The overall routing scheme sends the packet from \(Alice\) → \(Frank\) → \(Dan\) → \(Charlie\) → \(Bob\), where Frank, Dan, and Charlie are the three intermediaries, or proxies:
- Alice sends Frank \((((M, Bob)_{KCharlie}, Charlie)_{KDan}, Dan)_{KFrank}\)
- Frank decrypts this using his private key and sends \(((M, Bob)_{KCharlie}, Charlie)_{KDan}\) to Dan
- Dan decrypts this using his private key and sends \((M, Bob)_{KCharlie}\) to Charlie
- Charlie decrypts this using his private key and sends \(M\) to Bob
- For additional security, the message \(M\) could also have been encrypted using \({PK_{Bob}}\).

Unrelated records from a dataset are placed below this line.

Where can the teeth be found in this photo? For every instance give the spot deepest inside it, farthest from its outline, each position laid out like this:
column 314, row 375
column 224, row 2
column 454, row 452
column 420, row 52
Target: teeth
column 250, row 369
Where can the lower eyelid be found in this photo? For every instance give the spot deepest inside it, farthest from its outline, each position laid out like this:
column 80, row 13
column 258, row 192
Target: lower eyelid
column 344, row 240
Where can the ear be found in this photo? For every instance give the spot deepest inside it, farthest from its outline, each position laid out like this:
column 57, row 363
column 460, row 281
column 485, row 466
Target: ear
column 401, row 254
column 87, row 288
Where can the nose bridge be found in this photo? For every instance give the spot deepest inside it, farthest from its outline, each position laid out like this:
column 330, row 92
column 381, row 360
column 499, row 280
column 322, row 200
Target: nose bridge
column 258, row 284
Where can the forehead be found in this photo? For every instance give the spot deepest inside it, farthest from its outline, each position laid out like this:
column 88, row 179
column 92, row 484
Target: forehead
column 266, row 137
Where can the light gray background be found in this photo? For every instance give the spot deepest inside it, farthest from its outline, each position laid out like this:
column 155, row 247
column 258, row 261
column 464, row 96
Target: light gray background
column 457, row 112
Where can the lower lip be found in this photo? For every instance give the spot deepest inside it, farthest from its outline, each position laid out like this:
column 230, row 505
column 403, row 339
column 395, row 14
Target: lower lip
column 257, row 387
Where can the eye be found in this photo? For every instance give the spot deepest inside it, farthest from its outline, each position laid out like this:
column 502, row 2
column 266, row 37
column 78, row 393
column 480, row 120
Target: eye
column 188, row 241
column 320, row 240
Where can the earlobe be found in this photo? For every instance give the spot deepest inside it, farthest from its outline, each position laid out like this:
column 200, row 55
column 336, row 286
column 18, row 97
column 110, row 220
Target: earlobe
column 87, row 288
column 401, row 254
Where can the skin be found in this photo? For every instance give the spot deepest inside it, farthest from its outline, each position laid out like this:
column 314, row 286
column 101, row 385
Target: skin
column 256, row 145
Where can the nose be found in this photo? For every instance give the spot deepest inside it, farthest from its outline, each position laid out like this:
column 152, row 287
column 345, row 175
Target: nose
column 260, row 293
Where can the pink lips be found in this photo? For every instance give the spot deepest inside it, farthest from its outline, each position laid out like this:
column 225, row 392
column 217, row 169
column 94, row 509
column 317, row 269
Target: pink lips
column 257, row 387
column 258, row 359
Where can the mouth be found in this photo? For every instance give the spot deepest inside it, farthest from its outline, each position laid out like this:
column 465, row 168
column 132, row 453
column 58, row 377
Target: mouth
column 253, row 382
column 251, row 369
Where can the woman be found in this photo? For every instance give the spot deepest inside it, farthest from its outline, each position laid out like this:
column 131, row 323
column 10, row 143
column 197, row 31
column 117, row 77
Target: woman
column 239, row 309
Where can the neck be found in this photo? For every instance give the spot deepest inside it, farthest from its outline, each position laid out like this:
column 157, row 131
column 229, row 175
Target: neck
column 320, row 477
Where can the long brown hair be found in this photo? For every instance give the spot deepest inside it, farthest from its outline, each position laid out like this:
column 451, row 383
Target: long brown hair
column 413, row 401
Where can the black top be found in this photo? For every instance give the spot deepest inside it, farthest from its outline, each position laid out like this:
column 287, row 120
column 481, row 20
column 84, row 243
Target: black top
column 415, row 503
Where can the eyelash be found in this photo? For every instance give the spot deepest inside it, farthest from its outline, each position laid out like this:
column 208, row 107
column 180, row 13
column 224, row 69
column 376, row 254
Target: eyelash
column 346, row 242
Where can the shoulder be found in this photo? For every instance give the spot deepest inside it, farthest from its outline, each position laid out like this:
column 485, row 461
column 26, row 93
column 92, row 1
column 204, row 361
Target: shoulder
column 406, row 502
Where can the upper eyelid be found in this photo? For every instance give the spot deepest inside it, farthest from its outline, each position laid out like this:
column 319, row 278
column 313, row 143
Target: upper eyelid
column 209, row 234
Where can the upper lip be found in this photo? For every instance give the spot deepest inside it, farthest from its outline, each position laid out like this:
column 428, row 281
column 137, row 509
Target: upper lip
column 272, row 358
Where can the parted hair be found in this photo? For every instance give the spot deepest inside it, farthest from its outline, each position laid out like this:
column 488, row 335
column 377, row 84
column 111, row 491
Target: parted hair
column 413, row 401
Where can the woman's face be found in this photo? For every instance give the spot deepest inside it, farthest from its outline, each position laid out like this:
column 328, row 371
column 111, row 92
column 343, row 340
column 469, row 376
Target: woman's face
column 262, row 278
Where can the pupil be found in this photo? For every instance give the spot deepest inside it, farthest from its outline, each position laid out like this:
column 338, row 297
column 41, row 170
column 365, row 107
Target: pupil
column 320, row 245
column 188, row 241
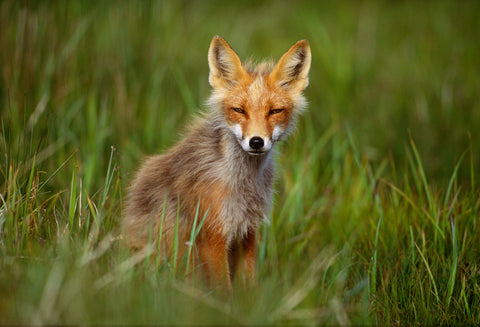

Note that this approach can be generalized to \(n\) intermediaries, and no one proxy knows both the sender and the recipient. In fact, even if \(n-1\) of the intermediaries were malicious and were colluding, as long as one recipient is honest, there is a low probability that they can connect Alice and Bob. If there were not a lot of people using the system however, if Frank and Charlie colluded, there would be a way to link the messages. In reality, though, each proxy server would likely be sending and receiving several thousands of messages, so it would be extremely difficult to link these two messages together.
Tor uses this type of onion routing for anonymous web browsing and censorship circumvention. While this example only depicted onion routing in one-direction, it can easily be scaled up, and Tor provides bidirectional communication.
39.4. Onion Routing Issues and Attacks
One of the downsides in onion routing is performance, as the message has to bounce off of several proxy servers before it reaches its destination, it takes a lot longer to get there. Each time the message goes through a proxy, there is an extra delay that is added to the latency. However, it should be noted that performance decreases linearly with the number of proxies added, and if you estimate that roughly half of the available proxy servers are honest then you only need to chain together a small number of proxies before you can be fairly sure that you have gained some level of anonymity (you can think of security going up exponentially, but performance going down linearly with the number of proxy servers added).
Another possible attack is one that was mentioned in the previous section, when the first and last proxy servers are under malicious control. The attacker can use timing information to link Alice and Bob, but, as mentioned earlier, this depends on the amount of traffic that is flowing through the proxy servers at that time. A possible defense is to pad messages (this is what Tor does but they note that it’s not enough for defense), introduce significant delays, or if Bob is ready to accept encrypted messages, then the original message \(M\) can be encrypted.